Sotheby's Falls to 16-Month Low on Art-Price Concern
Date: 23 Jan 2008 | | Views: 3026
Source: Bloomberg (www.bloomberg.com), by Linda Sandler
Sotheby's, the world's largest publicly traded auction house, fell to a 16-month low in New York on worries that a recession may drag down art prices.
Sotheby's now lags behind the Standard & Poor's 500 index after enriching investors for five straight years. It slipped as much as 8.8 percent today, compared with a 3.1 percent fall in the S&P 500, before both rebounded. For the year, Sotheby's is down 22.4 percent, or more than twice as much as the S&P, which has lost 9.1 percent.
"People are concerned that the art market is weakening,'' said Lawrence Creatura, a portfolio manager with Clover Capital Management in Rochester, New York. "The market for all assets appears to be slowing.'' Clover Capital is a Sotheby's holder.
Sotheby's, which investors use as a proxy for the art market, is lagging behind the S&P 500 after two years of accelerating growth.
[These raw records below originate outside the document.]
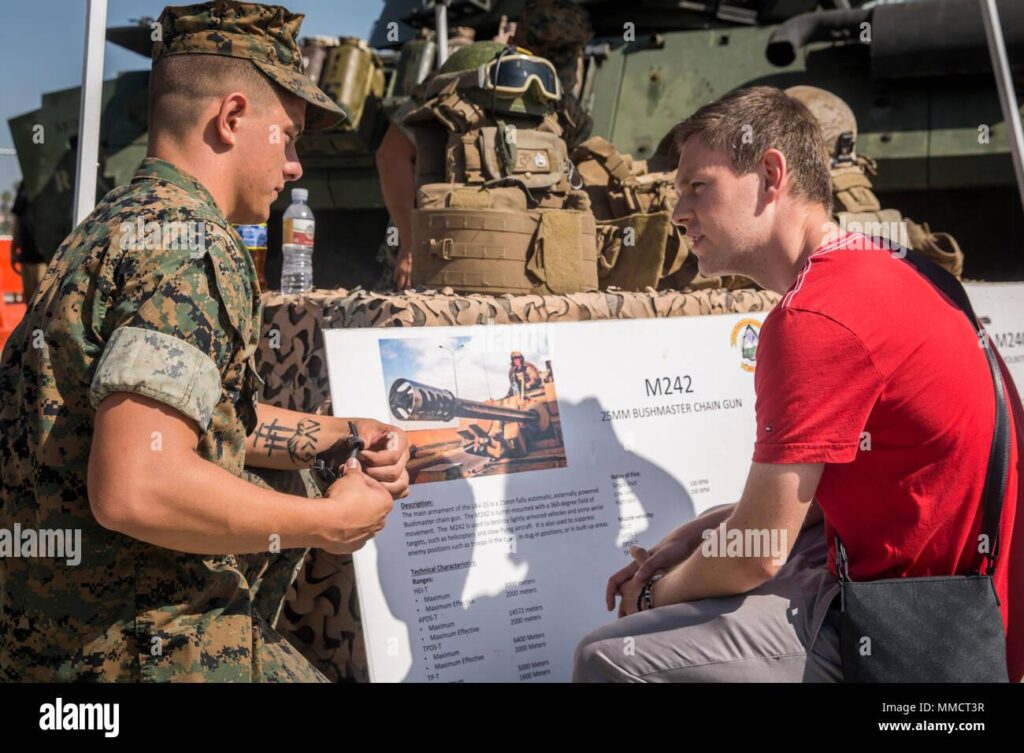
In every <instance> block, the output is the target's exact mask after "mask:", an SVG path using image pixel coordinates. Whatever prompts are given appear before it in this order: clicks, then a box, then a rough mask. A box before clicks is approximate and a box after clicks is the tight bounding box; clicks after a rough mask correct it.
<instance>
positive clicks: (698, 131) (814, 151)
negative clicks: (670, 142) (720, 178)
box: [673, 86, 833, 214]
mask: <svg viewBox="0 0 1024 753" xmlns="http://www.w3.org/2000/svg"><path fill="white" fill-rule="evenodd" d="M673 133H674V138H675V141H676V148H677V149H678V150H679V152H680V153H682V149H683V143H684V142H685V141H686V139H688V138H690V137H691V136H696V137H697V138H699V139H700V142H701V143H702V144H703V145H705V147H706V148H707V149H710V150H712V151H714V152H722V153H724V154H726V155H728V157H729V160H730V161H731V162H732V166H733V169H735V170H736V172H739V173H746V172H752V171H753V170H754V168H755V167H756V166H757V164H758V163H759V162H760V161H761V158H762V157H763V156H764V154H765V152H766V151H768V150H769V149H777V150H778V151H779V152H781V153H782V154H783V155H784V156H785V161H786V166H787V168H788V171H790V176H791V179H792V181H793V191H794V194H796V195H797V196H800V197H801V198H803V199H805V200H807V201H809V202H811V203H814V204H820V205H821V206H823V207H824V208H825V210H826V211H827V212H828V213H829V214H830V213H831V211H833V190H831V174H830V172H829V168H830V159H829V156H828V150H827V149H826V148H825V142H824V137H823V136H822V135H821V127H820V126H819V125H818V122H817V121H816V120H815V119H814V116H813V115H811V112H810V111H809V110H808V109H807V108H806V107H804V104H803V103H802V102H800V101H798V100H797V99H794V98H793V97H791V96H788V95H787V94H786V93H785V92H783V91H782V90H781V89H776V88H775V87H773V86H752V87H750V88H746V89H737V90H735V91H731V92H729V93H728V94H726V95H725V96H723V97H721V98H719V99H716V100H715V101H713V102H711V103H710V104H705V106H703V107H702V108H700V109H699V110H697V112H695V113H694V114H693V115H691V116H690V117H689V118H687V119H686V120H684V121H683V122H682V123H680V124H679V125H677V126H676V128H675V130H674V132H673Z"/></svg>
Aided by sales of high-priced art to new billionaires from the U.S., Russia and Asia, the auction house said last week that the value of works it sold in 2007 rose 51 percent to $6.2 billion from a year earlier.
Now a slowing U.S. economy is rattling consumers around the world. Growing concern that losses from subprime mortgages will cause the global economy to slow has battered European shares and sent more than 45 of the world's 68 markets with at least $10 billion in value into bear markets.
"As worldwide markets weaken, it could impact our worldwide wealth-accumulation thesis,'' said analyst George Sutton at Craig-Hallum Capital Group of Minneapolis. His buy recommendation on Sotheby's stock, which he owns, has been based in part on signs that emerging-market billionaires were funneling some of their growing wealth into art, Sutton said in an e-mail.
Sotheby's closed at $29.46, down 85 cents or 2.8 percent in New York Stock Exchange composite trading. The shares soared 22.8 percent last year, or more than six times the S&P's rise.
Sotheby's European chairman of contemporary art, Cheyenne Westphal, said she hasn't seen signs that the market is cooling as the auction house prepares for its February sales in London. There are potential buyers from Europe to China for a Francis Bacon painting valued at about $35 million, she said in an interview yesterday in New York.
Sotheby's strategy is to pursue desired works that command high prices and to keep estimates "attractive'' on other lots, Westphal said. "We're in a climate where we have to prove ourselves.''
Tiffany & Co., the world's second-largest luxury jewelry retailer, cut its profit forecast on Jan. 11 after a drop in holiday sales.
"High-end retailer concerns over the past couple of weeks have led some to conclude that auction demand could be impacted as well,'' analyst Sutton said.
Sotheby's slide today follows a dive of as much as 38 percent on Nov. 8, the most ever, after a Vincent van Gogh painting drew no bids at an impressionist auction in New York. The stock fell as much as 13 percent the next day after Sotheby's disclosed a $14.6 million loss on auction guarantees.
At Clover Capital, Creatura said art may hold its value in a recession better than other assets such as commodities, since there are no new supplies of dead artists' work.